Question 4: Is there way to meet the intent of this standard other than by complying with the indicators?
   A. This one is tricky, and again the answer is “maybe.” Depending on the content and extent of the facility’s health screening process at intake, the intent of this standard may be met in other than the usual manner, although this would be rare.

Multilayered Process
In our survey work, we have found that some correctional health professionals have an incomplete grasp of the full intent of the Health Assessment standard. What contributes to this simplistic understanding of what was meant to be a many layered clinical process?

Each field develops its own vocabulary, and health practitioners are no different. We use verbal shortcuts to share information quickly. It then becomes all too easy to forget that there is more to the procedure than the mnemonic used to identity it.

When it comes to evaluating compliance with standards, we may tend to focus on what is perceived to be the most important aspect of a standard. At times “most important” becomes the aspect that is most easily counted, measured or just plain tangible. For example, it is easy to see if jail inmates received a health assessment by Day 14. It takes more effort to see that an inmate identified as an insulin-dependent diabetic at receiving screening, in need of immediate orders for insulin and diet set upon admission, is fully evaluated by a physician or midlevel practitioner as soon as possible.

Other issues may make it difficult to gather all pertinent health assessment data. Such factors may include the volume of intake, problems getting receiving screening forms into the medical record, inability to get the inmate to the clinician on time, delay in obtaining lab results or even unexpected absences of co-workers.

But we should not become disheartened. The correctional health care field is not unique in the daily tug between expediency and effectiveness, or between mere adequacy and complete professionalism. Community-based practitioners face different challenges but still manage to contend with no-shows, health insurance, managed care and utilization review, to name a few.

Focus on Intent
The best way to keep the whole of this standard in mind is to focus on the intent—that is, the reason we are assessing. The standards are not meant to be artificially imposed upon what otherwise would be good clinical practice. Rather, they are meant to supply the parameters within which clinical practice can occur. If something is done solely because the standard requires it, the interpretation and/or implementation of that standard is questionable.

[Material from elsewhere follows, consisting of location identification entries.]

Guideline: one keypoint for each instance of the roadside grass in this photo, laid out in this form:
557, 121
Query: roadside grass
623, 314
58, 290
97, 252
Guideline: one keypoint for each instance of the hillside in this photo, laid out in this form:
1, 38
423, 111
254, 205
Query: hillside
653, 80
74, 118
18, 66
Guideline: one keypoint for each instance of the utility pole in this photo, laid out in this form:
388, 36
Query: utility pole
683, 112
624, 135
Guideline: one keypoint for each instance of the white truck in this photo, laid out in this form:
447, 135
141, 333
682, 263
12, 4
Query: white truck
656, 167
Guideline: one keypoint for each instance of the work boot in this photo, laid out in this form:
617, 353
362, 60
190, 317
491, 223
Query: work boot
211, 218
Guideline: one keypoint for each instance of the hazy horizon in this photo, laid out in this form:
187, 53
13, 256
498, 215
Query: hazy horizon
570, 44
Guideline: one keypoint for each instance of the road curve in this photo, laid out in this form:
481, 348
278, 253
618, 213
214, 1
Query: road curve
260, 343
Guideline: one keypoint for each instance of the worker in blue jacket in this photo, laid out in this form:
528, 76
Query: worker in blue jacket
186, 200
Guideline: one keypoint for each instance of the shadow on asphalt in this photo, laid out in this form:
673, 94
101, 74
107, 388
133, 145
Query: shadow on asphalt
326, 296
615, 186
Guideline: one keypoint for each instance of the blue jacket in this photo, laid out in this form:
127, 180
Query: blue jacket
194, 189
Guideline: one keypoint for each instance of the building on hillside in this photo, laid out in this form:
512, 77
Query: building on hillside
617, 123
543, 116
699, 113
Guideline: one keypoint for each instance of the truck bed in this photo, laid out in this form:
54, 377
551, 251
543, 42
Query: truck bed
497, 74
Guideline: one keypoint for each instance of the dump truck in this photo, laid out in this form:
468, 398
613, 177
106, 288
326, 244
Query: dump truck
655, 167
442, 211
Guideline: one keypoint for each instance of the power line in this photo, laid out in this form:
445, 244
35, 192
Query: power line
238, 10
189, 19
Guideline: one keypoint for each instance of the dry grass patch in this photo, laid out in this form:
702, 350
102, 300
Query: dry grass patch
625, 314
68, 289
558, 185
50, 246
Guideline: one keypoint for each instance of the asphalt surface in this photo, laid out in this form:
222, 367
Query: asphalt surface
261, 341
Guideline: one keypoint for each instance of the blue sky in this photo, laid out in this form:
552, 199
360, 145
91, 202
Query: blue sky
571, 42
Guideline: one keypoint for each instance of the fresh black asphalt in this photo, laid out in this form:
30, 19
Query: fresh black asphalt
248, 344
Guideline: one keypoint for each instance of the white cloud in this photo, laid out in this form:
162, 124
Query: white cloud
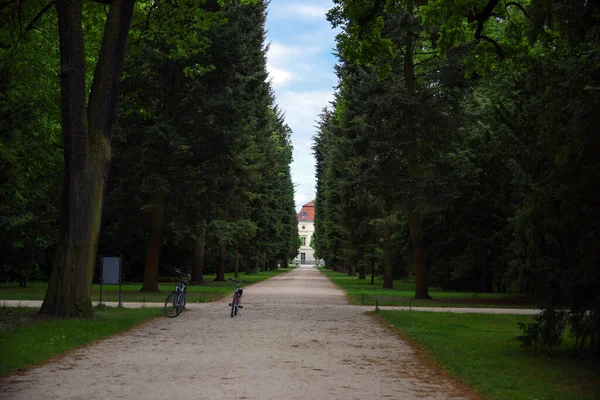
302, 108
279, 77
305, 11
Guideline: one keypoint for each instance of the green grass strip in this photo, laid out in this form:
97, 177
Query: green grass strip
362, 292
26, 338
478, 348
131, 292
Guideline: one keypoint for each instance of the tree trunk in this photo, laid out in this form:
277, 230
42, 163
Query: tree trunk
30, 249
351, 266
388, 280
236, 267
153, 247
87, 135
414, 223
414, 214
361, 270
256, 265
198, 270
221, 264
372, 271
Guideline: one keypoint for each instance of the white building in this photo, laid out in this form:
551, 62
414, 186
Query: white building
306, 228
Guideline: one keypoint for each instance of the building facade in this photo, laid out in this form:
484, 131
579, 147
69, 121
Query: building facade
306, 228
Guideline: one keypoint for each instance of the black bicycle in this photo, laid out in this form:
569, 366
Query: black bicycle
175, 302
236, 302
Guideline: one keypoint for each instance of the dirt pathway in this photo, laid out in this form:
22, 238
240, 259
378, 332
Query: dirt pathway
296, 339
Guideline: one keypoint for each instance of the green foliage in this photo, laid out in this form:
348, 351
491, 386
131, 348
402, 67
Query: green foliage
481, 116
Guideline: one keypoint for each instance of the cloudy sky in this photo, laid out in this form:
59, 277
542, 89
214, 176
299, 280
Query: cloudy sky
300, 63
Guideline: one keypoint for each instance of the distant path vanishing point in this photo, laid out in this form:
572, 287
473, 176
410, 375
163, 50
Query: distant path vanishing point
297, 338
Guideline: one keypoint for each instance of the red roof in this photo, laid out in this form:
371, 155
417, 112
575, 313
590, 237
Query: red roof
309, 210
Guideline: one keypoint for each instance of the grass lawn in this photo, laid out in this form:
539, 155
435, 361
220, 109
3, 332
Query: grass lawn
27, 338
478, 348
362, 292
131, 292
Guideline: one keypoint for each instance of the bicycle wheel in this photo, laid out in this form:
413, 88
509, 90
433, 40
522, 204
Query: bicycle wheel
237, 305
171, 309
181, 303
234, 305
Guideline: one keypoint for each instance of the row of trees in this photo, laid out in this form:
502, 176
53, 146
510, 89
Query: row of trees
193, 160
462, 147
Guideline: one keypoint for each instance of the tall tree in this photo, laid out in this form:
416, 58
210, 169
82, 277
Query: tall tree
87, 130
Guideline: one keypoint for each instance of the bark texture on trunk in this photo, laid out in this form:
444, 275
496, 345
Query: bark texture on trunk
221, 265
361, 271
198, 270
372, 271
87, 133
153, 247
236, 265
414, 214
351, 266
388, 280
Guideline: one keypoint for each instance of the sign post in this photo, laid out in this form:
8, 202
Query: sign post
111, 274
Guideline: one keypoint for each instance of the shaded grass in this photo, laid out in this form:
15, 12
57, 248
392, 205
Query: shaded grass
478, 348
362, 292
28, 338
131, 292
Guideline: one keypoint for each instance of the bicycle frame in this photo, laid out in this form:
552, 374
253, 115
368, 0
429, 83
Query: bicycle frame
236, 301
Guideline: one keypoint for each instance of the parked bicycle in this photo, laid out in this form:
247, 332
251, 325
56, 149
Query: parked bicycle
175, 302
236, 302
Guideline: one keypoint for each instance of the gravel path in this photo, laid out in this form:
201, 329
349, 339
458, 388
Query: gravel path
297, 338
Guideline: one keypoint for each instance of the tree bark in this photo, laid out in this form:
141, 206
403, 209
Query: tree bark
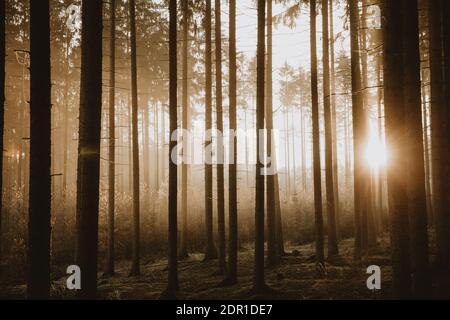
2, 111
395, 137
320, 259
258, 278
358, 115
331, 213
333, 122
415, 153
211, 251
232, 173
220, 156
135, 263
172, 286
38, 285
112, 138
184, 168
272, 255
88, 173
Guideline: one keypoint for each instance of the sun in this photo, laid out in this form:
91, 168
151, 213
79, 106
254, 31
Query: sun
376, 155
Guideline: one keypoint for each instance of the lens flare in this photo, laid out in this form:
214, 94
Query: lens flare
376, 155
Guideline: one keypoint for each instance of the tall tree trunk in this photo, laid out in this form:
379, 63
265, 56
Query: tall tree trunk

How can we tell if we are meeting our goals? One way is to employ performance measures as part of continuous quality improvement initiatives. The 2004 Juvenile Standards introduce this concept for the Health Assessment and several other standards. The recommendation is presented as a performance measure in this way:

“100% of the time, when a health problem is identified subsequent to the initial health assessment that should have been identified during the initial assessment, but was not, a CQI analysis of the root cause is initiated, and (where indicated) appropriate action is taken to mitigate any negative outcome for the youth involved.”

The expectations for this performance measure are as follows:

“Measure #2 requires the practitioner to check the youth’s initial health assessment each time a new health problem is identified that, with good medical practice, should have been picked up during the initial health assessment process. Evaluation of how well the facility is doing can be accomplished by maintaining a log that requires the current treating practitioner to record particulars that allow designated staff to follow up and identify where the process went wrong. This method of identifying problems is ongoing and directly linked to caregiver interactions with the patient.”

Since health care is both science and art, clinical practice and the requirements of basic community care will change over time. As part of the continuum of public health care, correctional health care practice will change accordingly.

Likewise, compliance indicators may and should evolve over time, but there will be little change when it comes to the intent—the reason for assessing the health of inmates entrusted to our care.

(This article first appeared in the Winter 2005 issue of CorrectCare.)